Question

In the system shown below, what are the coordinates of the solution that lies in quadrant IV?

Write your answer in the form (a,b) without using spaces


`2x^2+y^2=33\\x^2+y^2+2y=19`

Answer 1

The coordinates of the solution that lies in quadrant IV are (2, -5)

Explanation:

We have 2 equations, the first of an ellipse and the second of a circumference.

`2x^2+y^2=33\\x^2+y^2+2y=19`

To solve the system solve the second equation for x and then substitute in the first equation

`x^2+y^2+2y=19\\\\x^2 = 19 -y^2 -2y`

So Substituting in the first equation we have

`x^2 = 19 -y^2 -2y\\\\2(19 -y^2 -2y)+y^2=33\\\\38 -2y^2-4y +y^2 = 33\\\\-y^2-4y+5=0\\\\y^2 +4y-5 = 0`

Now we must factor the quadratic expression.

We look for two numbers that multiply as a result -5 and add them as result 4.

These numbers are -1 and 5.

Then the factors are

`y^2 +4y-5 = 0\\\\(y-1)(y+5) = 0`

Therefore the system solutions are:

`y = 1`;
`y = -5`

In the 4th quadrant the values of x are positive and the values of y are negative.
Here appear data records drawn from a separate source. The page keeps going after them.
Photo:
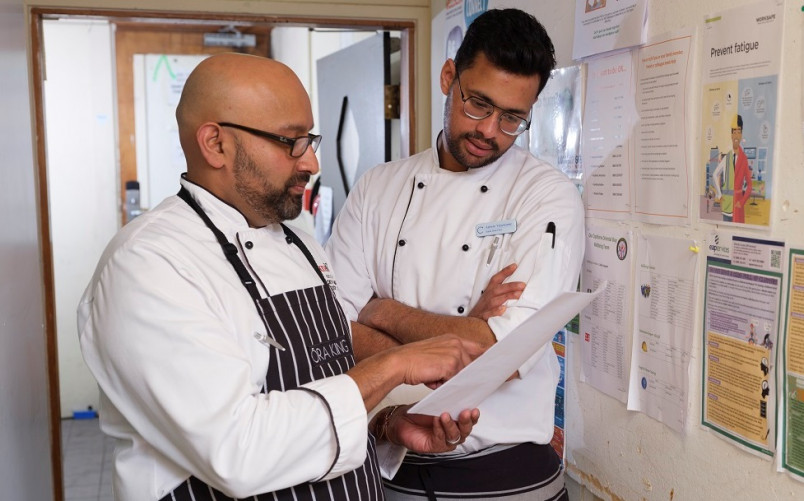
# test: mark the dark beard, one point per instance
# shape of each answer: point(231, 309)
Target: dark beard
point(275, 205)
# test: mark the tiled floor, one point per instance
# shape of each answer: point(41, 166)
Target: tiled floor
point(87, 456)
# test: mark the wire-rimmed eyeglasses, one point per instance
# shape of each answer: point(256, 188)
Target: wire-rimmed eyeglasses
point(478, 109)
point(298, 145)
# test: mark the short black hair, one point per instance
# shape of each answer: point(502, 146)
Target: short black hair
point(512, 40)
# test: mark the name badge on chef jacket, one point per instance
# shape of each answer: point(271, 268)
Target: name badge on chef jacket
point(495, 228)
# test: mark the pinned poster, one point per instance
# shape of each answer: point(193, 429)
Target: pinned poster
point(664, 309)
point(738, 113)
point(741, 320)
point(606, 25)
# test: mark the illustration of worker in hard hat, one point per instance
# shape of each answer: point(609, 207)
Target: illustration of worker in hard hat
point(732, 177)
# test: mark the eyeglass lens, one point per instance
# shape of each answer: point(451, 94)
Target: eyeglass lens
point(300, 145)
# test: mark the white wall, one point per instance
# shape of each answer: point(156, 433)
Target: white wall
point(619, 454)
point(82, 181)
point(24, 418)
point(300, 49)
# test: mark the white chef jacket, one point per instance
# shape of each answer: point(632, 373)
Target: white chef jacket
point(408, 231)
point(168, 330)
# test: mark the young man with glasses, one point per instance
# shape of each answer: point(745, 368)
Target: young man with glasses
point(425, 245)
point(222, 354)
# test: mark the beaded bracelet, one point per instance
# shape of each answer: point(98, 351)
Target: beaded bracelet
point(386, 419)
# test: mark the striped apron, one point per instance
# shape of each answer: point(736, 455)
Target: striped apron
point(314, 331)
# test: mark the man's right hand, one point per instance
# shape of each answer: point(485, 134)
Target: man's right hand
point(431, 362)
point(496, 293)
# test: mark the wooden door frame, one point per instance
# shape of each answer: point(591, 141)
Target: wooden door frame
point(36, 16)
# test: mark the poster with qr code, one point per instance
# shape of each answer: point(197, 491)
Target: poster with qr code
point(742, 303)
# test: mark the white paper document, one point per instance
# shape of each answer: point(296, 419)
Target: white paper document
point(604, 325)
point(601, 25)
point(664, 306)
point(489, 371)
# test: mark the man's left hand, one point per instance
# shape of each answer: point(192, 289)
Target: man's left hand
point(421, 433)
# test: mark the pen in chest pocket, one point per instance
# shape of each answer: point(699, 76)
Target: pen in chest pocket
point(494, 244)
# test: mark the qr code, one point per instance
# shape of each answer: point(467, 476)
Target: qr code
point(776, 259)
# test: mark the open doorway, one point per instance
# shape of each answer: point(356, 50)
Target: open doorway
point(111, 140)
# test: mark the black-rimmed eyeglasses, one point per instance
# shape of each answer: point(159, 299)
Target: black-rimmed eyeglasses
point(478, 109)
point(298, 145)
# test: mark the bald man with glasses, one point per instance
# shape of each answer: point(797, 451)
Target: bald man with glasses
point(215, 333)
point(472, 237)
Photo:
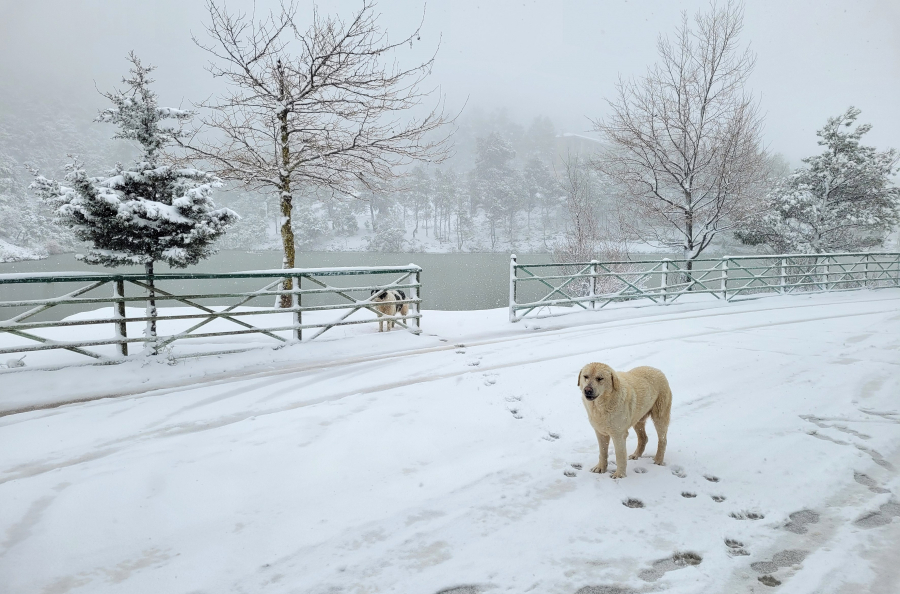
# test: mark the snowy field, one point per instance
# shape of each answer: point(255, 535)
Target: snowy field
point(440, 463)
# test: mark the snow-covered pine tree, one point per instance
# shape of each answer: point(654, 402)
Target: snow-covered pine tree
point(843, 200)
point(149, 212)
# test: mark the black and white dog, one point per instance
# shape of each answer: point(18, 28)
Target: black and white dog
point(386, 306)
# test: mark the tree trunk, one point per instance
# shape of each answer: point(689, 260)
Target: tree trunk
point(287, 206)
point(150, 332)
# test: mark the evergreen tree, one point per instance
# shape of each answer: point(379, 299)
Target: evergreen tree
point(843, 200)
point(149, 212)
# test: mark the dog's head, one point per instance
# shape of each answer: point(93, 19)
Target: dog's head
point(596, 379)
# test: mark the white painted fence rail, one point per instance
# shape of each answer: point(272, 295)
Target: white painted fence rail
point(79, 291)
point(596, 284)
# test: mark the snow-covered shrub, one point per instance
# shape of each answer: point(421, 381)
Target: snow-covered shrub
point(145, 213)
point(843, 200)
point(309, 224)
point(150, 211)
point(344, 219)
point(390, 235)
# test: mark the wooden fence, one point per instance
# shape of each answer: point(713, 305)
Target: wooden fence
point(595, 284)
point(242, 309)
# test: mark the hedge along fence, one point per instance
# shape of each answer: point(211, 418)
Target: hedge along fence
point(596, 284)
point(313, 292)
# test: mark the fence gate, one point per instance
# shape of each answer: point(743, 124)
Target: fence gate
point(313, 295)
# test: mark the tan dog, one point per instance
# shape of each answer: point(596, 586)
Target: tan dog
point(386, 306)
point(617, 401)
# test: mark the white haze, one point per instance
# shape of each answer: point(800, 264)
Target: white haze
point(815, 58)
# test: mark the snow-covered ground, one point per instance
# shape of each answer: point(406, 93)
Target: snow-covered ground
point(395, 463)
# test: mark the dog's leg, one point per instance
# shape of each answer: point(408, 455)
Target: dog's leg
point(621, 454)
point(660, 414)
point(662, 428)
point(603, 441)
point(642, 438)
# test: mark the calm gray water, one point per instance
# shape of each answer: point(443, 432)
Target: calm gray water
point(450, 281)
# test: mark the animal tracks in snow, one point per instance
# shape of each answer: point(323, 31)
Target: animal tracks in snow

So we take the negative value of y and substitute it into the system equation to find x

`y=-5\\\\2x^2+(-5)^2=33\\\\2x^2 = 33-25\\\\2x^2 = 8\\\\x^2 = 4`

`x = 2`, and
`x= -2`

In the 4th quadrant the values of x are positive

So we take the positive value of x

the coordinates of the solution that lies in quadrant IV are (2, -5)